# One of My Pet Peeves About P.E.'s



## intech (Mar 4, 2011)

We P.E.'s need to use the P.E. behind our name in every professional situation: resume, emails letters, etc. I look at so many resumes and emails that I can hardly tell that someone is a P.E. because it's hidden somewhere at the bottom or isn't there at all. Put it proudly behind your name.

Rant over.


----------



## FLBuff PE (Mar 4, 2011)

intech said:


> We P.E.'s need to use the P.E. behind our name in every professional situation: resume, emails letters, etc. I look at so many resumes and emails that I can hardly tell that someone is a P.E. because it's hidden somewhere at the bottom or isn't there at all. Put it proudly behind your name.
> Rant over.


I use it in all professional situations. On my resume, At the very top, it says "FLBuff, P.E." I worked too damned hard to get my P.E. lisence to not show that I have it.


----------



## CbusPaul (Mar 4, 2011)

^^^ If I were you I'd put my real name. It's more professional.


----------



## navyasw02 (Mar 4, 2011)

You guys are wussies. I got my license number tattooed on my chest.


----------



## speedyox (Mar 4, 2011)

navyasw02 said:


> You guys are wussies. I got my license number tattooed on my chest.
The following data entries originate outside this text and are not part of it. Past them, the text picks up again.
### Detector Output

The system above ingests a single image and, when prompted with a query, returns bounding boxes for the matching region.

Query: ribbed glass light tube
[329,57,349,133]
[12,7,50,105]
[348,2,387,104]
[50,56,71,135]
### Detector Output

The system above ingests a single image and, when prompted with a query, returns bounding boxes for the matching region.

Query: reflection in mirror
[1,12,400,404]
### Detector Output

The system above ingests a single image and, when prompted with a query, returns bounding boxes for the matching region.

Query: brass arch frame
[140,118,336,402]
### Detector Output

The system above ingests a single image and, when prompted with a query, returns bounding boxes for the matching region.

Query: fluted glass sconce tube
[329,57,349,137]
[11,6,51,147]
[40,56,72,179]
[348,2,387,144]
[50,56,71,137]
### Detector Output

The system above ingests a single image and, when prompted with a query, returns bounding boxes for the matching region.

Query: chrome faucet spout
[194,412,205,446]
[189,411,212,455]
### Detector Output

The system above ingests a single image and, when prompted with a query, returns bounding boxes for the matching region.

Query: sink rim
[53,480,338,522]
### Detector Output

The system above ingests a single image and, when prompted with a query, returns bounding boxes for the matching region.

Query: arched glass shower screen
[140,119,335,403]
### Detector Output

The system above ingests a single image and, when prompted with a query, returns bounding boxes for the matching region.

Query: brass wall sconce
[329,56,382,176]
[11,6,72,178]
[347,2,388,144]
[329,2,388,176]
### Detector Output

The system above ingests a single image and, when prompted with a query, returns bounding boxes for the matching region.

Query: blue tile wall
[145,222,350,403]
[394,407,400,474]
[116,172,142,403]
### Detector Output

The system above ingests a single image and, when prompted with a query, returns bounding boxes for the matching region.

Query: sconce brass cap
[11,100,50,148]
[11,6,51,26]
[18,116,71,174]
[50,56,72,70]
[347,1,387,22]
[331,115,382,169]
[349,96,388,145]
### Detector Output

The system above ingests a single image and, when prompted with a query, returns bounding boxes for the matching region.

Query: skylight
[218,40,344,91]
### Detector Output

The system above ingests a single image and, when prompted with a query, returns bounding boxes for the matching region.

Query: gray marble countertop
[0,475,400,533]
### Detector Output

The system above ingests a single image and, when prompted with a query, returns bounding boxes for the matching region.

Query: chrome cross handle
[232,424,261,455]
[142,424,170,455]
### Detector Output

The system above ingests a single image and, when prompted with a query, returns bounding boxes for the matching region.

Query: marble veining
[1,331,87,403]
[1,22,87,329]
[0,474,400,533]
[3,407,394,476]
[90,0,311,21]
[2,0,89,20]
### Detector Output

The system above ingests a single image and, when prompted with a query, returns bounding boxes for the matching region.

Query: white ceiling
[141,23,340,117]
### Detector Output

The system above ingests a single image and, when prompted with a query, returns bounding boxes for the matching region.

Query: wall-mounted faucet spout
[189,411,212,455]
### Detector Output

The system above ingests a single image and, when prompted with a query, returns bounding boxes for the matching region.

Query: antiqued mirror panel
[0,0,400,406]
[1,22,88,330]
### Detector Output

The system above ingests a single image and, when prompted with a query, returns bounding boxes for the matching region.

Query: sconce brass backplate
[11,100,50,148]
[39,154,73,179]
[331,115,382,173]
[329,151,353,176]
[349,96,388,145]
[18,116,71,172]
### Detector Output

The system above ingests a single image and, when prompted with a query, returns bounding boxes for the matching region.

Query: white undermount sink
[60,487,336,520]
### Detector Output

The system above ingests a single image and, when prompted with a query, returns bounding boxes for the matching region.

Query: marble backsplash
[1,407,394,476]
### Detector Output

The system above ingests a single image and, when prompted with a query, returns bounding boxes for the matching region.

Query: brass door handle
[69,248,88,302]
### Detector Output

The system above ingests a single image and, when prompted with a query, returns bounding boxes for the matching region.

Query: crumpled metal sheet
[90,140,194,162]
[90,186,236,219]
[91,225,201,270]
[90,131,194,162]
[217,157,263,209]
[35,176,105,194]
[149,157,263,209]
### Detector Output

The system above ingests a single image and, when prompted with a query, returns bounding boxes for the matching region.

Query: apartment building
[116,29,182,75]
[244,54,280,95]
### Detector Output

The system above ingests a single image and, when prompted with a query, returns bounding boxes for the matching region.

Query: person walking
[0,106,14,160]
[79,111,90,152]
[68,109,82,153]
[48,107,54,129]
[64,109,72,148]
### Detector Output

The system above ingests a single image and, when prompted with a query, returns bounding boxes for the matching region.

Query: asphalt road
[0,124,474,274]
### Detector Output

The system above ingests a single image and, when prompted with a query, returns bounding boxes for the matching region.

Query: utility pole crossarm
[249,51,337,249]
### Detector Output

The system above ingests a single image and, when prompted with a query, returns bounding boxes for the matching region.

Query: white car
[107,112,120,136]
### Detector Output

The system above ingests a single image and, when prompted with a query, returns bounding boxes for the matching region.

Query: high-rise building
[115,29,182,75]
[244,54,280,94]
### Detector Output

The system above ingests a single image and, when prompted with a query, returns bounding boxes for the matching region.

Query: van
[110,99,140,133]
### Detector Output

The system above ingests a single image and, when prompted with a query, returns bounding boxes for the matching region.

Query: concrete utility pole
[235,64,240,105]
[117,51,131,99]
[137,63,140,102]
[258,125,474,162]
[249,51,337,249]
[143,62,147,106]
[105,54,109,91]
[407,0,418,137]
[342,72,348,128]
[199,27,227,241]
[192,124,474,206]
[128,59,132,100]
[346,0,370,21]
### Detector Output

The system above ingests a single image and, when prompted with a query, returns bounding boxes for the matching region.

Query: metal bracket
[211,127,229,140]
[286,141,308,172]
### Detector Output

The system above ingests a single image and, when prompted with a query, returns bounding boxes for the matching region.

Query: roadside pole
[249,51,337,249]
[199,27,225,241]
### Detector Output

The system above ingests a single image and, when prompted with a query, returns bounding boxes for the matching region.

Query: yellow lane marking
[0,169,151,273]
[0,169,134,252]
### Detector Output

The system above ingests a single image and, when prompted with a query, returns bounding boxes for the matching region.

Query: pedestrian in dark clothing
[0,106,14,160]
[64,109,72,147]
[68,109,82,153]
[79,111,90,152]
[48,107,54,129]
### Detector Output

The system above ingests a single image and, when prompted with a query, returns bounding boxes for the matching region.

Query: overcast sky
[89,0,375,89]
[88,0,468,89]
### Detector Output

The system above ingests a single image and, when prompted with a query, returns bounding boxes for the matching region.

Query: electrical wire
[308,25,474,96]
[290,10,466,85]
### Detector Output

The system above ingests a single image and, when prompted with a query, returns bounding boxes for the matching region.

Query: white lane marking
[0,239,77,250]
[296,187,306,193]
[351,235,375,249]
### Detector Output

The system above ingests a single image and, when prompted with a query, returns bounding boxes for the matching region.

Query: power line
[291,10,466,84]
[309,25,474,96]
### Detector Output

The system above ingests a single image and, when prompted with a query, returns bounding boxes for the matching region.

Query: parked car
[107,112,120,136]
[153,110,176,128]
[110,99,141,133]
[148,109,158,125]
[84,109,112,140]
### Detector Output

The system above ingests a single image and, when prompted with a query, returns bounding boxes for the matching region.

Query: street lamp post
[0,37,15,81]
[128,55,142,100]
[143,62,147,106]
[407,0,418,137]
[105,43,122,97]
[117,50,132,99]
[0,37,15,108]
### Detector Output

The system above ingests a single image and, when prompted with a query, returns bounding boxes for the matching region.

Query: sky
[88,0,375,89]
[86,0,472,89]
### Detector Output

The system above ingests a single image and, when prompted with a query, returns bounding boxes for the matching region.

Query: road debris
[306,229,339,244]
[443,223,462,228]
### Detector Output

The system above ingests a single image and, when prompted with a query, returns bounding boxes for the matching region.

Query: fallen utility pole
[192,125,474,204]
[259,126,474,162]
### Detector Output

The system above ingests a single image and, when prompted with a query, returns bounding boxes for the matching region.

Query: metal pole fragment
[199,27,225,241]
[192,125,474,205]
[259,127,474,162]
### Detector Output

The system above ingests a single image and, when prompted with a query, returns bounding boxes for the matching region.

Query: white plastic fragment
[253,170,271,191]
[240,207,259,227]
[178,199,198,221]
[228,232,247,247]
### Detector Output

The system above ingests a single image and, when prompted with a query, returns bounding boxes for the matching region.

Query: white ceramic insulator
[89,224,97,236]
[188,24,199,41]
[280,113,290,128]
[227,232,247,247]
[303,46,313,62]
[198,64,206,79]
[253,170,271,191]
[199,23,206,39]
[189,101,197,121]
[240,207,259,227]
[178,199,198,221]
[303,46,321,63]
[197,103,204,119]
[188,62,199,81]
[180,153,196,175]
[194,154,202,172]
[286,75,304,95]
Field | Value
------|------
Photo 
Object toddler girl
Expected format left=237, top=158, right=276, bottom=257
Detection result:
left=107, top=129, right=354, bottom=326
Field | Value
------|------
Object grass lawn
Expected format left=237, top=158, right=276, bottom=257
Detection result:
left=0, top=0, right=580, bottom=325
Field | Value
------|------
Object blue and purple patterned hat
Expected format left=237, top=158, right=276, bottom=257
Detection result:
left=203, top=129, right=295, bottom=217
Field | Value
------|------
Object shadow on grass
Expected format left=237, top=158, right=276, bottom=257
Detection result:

On your chest?! Now who's a wuss? Let me show you where I got mine tattooed... &lt;zip&gt;


----------



## frazil (Mar 4, 2011)

Do you all write "P.E."? Or is just "PE" okay?


----------



## FusionWhite (Mar 4, 2011)

^^^ I use PE on my email signature and business cards. Ive noticed about a 50/50 split between P.E. and PE.


----------



## Ble_PE (Mar 4, 2011)

I use PE, but I've seen it both ways as well. Has a consensus ever been reached as to what's preferred?


----------



## FLBuff PE (Mar 4, 2011)

I think both are acceptable, like M.D. or MD. I personally prefer P.E., since they each stand for a different word.


----------



## Dleg (Mar 7, 2011)

I work with some people who hardly ever use it on anything other than engineering documents. I agree it should be used more often.


----------



## Capt Worley PE (Mar 7, 2011)

A local guy had it on his obit yesterday, but it wasn't on the online obit.


----------



## MA_PE (Mar 7, 2011)

given the ever-changing regulations and the fact that the PE is only valid in the state it was issued, I'd suggest giving some consideration to where you add PE and not just automatically put it on everything "professional". You never know when something might come back and bite you as "practicing wihtout a license" or "misrepresentation" on out of state correspondence, regardless of the content. Just adding a caveat.


----------



## RIP - VTEnviro (Mar 7, 2011)

So you're saying it's best to keep your PE-ness tucked away for the most part?


----------



## ALBin517 (Mar 7, 2011)

Capt Worley PE said:


> A local guy had it on his obit yesterday, but it wasn't on the online obit.


So somebody in your area might be hiring? :multiplespotting:


----------



## Capt Worley PE (Mar 7, 2011)

ALBin517 said:


> Capt Worley PE said:
> 
> 
> > A local guy had it on his obit yesterday, but it wasn't on the online obit.
> ...


Nice try, he was retired.


----------



## roadwreck (Mar 7, 2011)

SapperPE said:


> I not only use it on my professional stuff, but also on my birthday cards, Christmas cards, and informal emails to my family and friends... I even introduce myself to random strangers as SapperPE, P.E., just so they know my credentials. Okay, no I don't do all that.





FLBuff PE said:


> I think both are acceptable, like M.D. or MD. I personally prefer P.E., since they each stand for a different word.


This topic reminded me of a story my father used to tell about a co-worker of his. The co-worker had his PhD in geophysics and was one of those pompous a-hats that insisted _everyone_ should address him as "doctor". On a business trip he apparently made a point of this with the staff of a hotel they were checking into. To his surprise he was woken up in the middle of the night by the staff asking for his assistance when a woman staying at the hotel went into labor. 

Moral of the story, it's good to convey your credentials, but be sure it is appropriate for the situation.


----------



## navyasw02 (Mar 7, 2011)

roadwreck said:


> SapperPE said:
> 
> 
> > I not only use it on my professional stuff, but also on my birthday cards, Christmas cards, and informal emails to my family and friends... I even introduce myself to random strangers as SapperPE, P.E., just so they know my credentials. Okay, no I don't do all that.
> ...


This is really the only reason I'd ever want a PhD, so that when they announce "Is there a doctor aboard this plane?" I can raise my hand.


----------



## MA_PE (Mar 7, 2011)

VTEnviro said:


> So you're saying it's best to keep your PE-ness tucked away for the most part?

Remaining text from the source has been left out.